The slope of your roof system plays an important role in how effectively your roof sheds water. The biggest problem with most commercial or flat roofing systems is caused by poor roof slope. Imagine a roof that has very little slope and many areas of ponding water. The ponding water is caused by a roof slope that is inadequate to overcome irregularities in the roof surface. When this roof begins to develop leaks, the leaks will be much more severe than they would on a roof that is shedding water quicker and has minimal ponding water. Simply put, a roof should shed water not retain it (like a swimming pool). While many older flat roofs have performed satisfactorily with slopes of barely ⅛” per foot, it is typically recommended that the roof slope be a minimum of ¼” per foot. This will minimize the chance of stagnant water (ponding) on the roof surface and will minimize the chance of water damage when the roof begins to fail.
Most roof slope deficiencies can be easily corrected with the addition of tapered insulation. Not only can existing roof slope be increased, but it is also possible to change slope direction completely. For example, a roof that sheds water toward the front of a building could be modified to shed water toward the back of the building. Pre-formed tapered insulation is commonly available in ⅛”, ¼” and ½” per foot slopes.

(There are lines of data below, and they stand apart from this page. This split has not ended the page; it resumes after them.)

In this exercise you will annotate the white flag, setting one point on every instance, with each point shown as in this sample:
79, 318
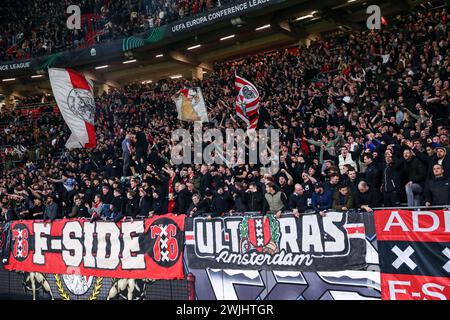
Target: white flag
75, 99
190, 105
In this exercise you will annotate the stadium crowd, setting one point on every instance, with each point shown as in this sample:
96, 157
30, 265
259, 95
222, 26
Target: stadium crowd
363, 117
40, 28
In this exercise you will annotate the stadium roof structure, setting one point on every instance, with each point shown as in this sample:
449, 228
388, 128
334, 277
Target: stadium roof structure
189, 47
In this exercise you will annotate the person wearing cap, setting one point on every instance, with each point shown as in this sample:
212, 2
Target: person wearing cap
415, 173
343, 199
7, 211
145, 203
298, 201
198, 206
367, 197
79, 210
440, 157
437, 189
322, 199
276, 201
345, 158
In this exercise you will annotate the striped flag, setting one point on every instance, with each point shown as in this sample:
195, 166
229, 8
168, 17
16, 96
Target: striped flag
247, 102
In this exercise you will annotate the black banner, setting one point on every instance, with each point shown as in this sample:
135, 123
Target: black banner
309, 243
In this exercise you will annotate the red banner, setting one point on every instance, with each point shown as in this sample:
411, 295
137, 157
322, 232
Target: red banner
139, 249
414, 252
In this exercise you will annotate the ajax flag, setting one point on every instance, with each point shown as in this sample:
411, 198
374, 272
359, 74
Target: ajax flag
247, 102
75, 99
190, 105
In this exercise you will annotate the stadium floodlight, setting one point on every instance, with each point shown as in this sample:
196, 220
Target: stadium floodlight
263, 27
195, 47
228, 37
311, 15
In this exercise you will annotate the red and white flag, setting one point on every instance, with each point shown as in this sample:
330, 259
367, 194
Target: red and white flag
247, 102
74, 96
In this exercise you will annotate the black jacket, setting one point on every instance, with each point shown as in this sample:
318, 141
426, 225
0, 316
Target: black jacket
390, 178
145, 206
437, 191
372, 176
8, 216
205, 182
183, 201
132, 207
158, 206
118, 204
203, 206
415, 171
299, 202
370, 198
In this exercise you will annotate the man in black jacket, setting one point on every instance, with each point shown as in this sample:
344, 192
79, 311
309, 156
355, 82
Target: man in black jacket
390, 183
298, 202
132, 206
254, 199
437, 189
415, 173
183, 198
205, 179
372, 174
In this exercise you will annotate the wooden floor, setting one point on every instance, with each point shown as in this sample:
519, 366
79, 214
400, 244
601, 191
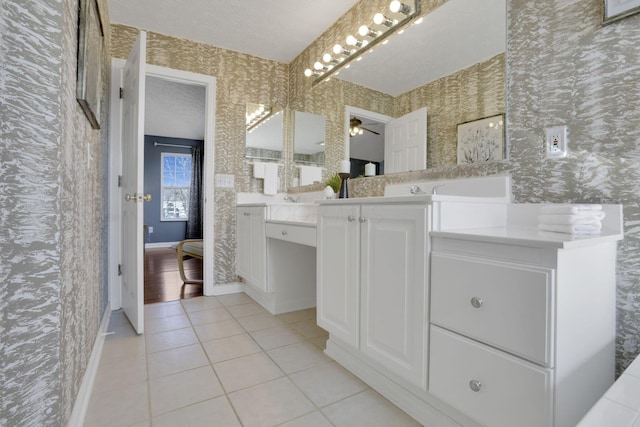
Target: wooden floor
162, 279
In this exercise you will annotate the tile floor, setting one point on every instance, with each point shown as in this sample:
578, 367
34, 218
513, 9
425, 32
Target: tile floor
225, 361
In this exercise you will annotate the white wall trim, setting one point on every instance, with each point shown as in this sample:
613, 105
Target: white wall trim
115, 169
84, 394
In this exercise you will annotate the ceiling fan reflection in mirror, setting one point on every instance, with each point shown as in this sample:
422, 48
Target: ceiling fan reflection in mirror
355, 127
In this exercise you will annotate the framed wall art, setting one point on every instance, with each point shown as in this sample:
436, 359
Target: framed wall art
481, 140
90, 47
614, 10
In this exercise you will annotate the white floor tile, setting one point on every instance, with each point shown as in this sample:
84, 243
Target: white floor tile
367, 409
246, 371
200, 303
170, 339
230, 348
209, 316
216, 411
222, 329
270, 403
129, 405
183, 389
176, 360
327, 384
276, 337
169, 323
314, 419
297, 357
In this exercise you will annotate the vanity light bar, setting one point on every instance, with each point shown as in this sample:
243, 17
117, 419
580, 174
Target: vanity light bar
382, 27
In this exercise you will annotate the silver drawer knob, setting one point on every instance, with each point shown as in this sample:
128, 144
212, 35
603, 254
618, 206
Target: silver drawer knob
475, 385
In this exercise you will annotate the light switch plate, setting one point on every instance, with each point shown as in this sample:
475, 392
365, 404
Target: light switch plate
556, 142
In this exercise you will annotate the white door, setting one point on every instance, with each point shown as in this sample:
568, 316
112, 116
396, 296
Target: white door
405, 142
338, 273
394, 289
132, 261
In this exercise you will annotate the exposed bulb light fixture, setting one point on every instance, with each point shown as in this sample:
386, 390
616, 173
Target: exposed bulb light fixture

The drainage system on your roof plays an important role in how your roof eliminates water. As roof slope pertains to “shedding water”, roof drainage pertains to “water disposal”. The performance of the roof drainage system needs to be properly matched to the size and slope of the roof. As the roof slope increases, the volume of water (in a given timeframe) that is routed to the drainage system will increase. The following items should be considered based on historical rainfall data for the Cincinnati area:
(On a roof with internal drains)
Are there a sufficient number of drains based on the diameter of the drains and the total roof SF? Are there appropriate saddles between drains to eliminate water ponding?
(On a roof with scuppers)
Are the scupper openings large enough to support water flow? Are there enough scupper openings? Are there saddles present between scuppers to eliminate ponding water?
(On a roof with gutters & downspouts)
Are the gutters large enough to handle water flow? Are the downspouts large enough to eliminate water quickly? Are there enough downspouts?
Deficiencies in your roof drainage system can be easily corrected. A roof with undersized gutters & downspouts can have larger gutters & downspouts installed. A roof that has an insufficient number of internal drains can have more drains added. The same principal applies to roof scuppers and other drainage locations.
<p”>R value is a measure of a materials’ resistance to heat transfer. The higher the value, the more resistant the material is to heat transfer. Modern rigid foam roof insulation can be a very effective way to add R-value to your roof structure. Polyisocyanurate insulation (often referred to as polyiso) is extremely popular and offers an R-value of 6 per inch of thickness and has good compressive strength (resists compression). This insulation is available in a large variety of thicknesses and can be installed in multiple layers. Polyiso is also available in pre-formed tapered panels which can be used to increase roof slope or add roof slope where none exists. It is important to consider the existing R-value of your roof system and how it relates to your heating & cooling costs. This will allow you to determine if adding R-value makes sense. If your roof slope is inadequate, it is typically much more cost effective to increase the roof slope utilizing tapered insulation than by structurally altering the roof. There is also the added benefit of increasing the R-value.
Deer Park Roofing, Inc. can increase the energy efficiency of a flat roof system by either increase R-value or by applying the insulation in a more efficient manner. Installing double layers of insulation boards, with the seams staggered is on such installation technique. This eliminates heat loss at the perimeter of each insulation board. Another energy efficient installation option is called the “screw and mop” application. This process also involves (at least) two layers of insulation installed with the seams staggered. The first layer of insulation is fastened to the roof deck and the second layer is adhered to the first. This eliminates heat loss through the fastener. The infrared image below shows a standard insulation application and the thermal inefficiencies of the fasteners.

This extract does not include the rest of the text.